New mobile project has legs for future ad partners
With the Toronto International Film Festival (TIFF Festival) just around the corner, free weekly magazine The Grid has launched an online hub to bring news and information related to the festival to the movie-loving masses.
Specially built for mobile, “The Grid Does TIFF” program—which is also accessible from desktops at the microsite TheGridDoes.com/tiff—is a collaboration between The Grid, beer company Grolsch and digital experience agency Blackdigital.
Divided into distinct sections, the app covers everything from the films themselves to celebrity news. In addition to original editorial material from Grid staff and contributors that’s funneled into a mobile stream on the app, users will find a broader content offering that includes curated blogger and social media streams.
The blogger stream will come from as many as 90 bloggers that The Grid team has identified as a good fit for the program, said Grid publisher and editor-in-chief Laas Turnbull, adding that “a human being is going to be curating everything 24 hours a day so we make sure only relevant, compelling content makes it into any of the feeds.”
The app will also add the official TIFF Festival film schedule on Aug. 23.
The combination of the original content with the mass of curated content is unique, he said. “We’ve basically mashed up several different apps, different technologies into this one mega app…[those technologies] have been integrated seamlessly. There’s a lot of silent technology that goes into this.”

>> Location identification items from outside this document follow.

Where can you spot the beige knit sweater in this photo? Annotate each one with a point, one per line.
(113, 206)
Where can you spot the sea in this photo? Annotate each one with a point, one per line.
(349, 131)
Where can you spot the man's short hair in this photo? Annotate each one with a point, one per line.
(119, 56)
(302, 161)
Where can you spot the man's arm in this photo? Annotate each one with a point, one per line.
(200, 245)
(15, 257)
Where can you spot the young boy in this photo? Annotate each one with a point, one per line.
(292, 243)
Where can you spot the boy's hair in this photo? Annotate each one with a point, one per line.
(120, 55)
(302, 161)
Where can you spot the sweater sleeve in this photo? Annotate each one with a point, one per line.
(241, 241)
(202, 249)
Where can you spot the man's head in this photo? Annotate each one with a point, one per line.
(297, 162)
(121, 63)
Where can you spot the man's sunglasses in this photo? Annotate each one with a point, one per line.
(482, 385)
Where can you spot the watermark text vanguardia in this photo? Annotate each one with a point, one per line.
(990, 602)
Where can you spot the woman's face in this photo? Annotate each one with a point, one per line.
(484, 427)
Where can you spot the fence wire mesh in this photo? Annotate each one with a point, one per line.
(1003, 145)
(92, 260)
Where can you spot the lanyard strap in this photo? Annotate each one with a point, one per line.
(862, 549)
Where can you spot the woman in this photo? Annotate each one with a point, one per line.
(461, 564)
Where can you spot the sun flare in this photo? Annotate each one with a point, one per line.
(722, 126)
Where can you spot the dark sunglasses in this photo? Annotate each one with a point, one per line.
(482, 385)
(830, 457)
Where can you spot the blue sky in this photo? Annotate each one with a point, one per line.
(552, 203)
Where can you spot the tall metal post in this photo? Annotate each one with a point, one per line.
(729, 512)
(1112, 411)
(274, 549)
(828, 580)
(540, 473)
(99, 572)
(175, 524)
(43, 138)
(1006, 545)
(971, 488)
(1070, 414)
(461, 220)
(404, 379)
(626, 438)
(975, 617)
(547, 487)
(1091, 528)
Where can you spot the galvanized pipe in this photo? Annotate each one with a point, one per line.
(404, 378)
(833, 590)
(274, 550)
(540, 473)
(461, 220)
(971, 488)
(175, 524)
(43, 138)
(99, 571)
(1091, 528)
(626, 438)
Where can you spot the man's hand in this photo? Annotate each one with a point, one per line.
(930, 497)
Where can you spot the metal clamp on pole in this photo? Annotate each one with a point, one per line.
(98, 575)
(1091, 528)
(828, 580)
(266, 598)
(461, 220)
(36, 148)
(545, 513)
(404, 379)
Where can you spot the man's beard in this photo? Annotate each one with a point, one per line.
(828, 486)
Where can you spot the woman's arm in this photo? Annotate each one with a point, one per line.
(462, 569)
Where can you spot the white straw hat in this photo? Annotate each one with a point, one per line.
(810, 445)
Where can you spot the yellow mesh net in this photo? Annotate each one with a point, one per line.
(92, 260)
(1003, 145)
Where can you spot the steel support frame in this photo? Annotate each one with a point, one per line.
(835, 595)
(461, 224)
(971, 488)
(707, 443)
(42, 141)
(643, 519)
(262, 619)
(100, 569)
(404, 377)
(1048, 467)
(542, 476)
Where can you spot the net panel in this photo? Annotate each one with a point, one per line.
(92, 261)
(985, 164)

Grolsch also has its own clearly identified presence on the site in the form of a stream called “Choose Interesting, By Grolsch.” A wide-ranging assortment of collected tweets cover everything from speculation on whether Jay Z is coming to the famed festival—which starts on Sept. 6—to comments on lineups of different TIFF Festival programs. As Turnbull said, “Their stream is very content driven. The idea is for it not to be sales-y; it’s to actually engage and have a conversation with film buffs.”
The site also contains a large vertical banner for a contest that visitors can enter for chance to win daily prizes (swag bags from the beer company and magazine) or a grand prize (closing gala passes).
In the future, the premise and design of the app can be carried over to other programs, which Turnbull said could attract a wide array of sponsors. His team is currently working on an idea for a burger app since The Grid’s Burger Week—a recent celebration of restaurants that serve great patties—was a hit. “We think there’s an opportunity to create a mobile play that would be really interesting to all kinds of sponsors, from banks to beer companies,” he said.
His team will be taking this and a few other mobile-related ideas out to market soon with Toronto-based Blackdigital, which Turnbull described as “a true partner” on the program. Not only did Blackdigital build the microsite and app, they also developed the idea with The Grid, attended the client meetings and will be sharing in the profit and loss, said Turnbull.
“This [TIFF Festival program] is the first really major win we’ve had with them and… I’m hoping that if the Grolsch app is successful for us that people will be very open to joining us and doing other interesting similar things,” he said.
In the meantime, the current app is getting a big marketing push, including ads beyond The Grid itself in the print and online versions of the Toronto Star, free daily paper Metro and Toronto.com. PHD handled media duties.
The idea for a TIFF Festival-focused offering had been kicking around since last year’s festival, but Turnbull said when Grolsch—already an advertiser with the publication—was announced as the new beer sponsor of the event, his team approached PHD with the idea for the app. The media agency quickly took it to Grolsch.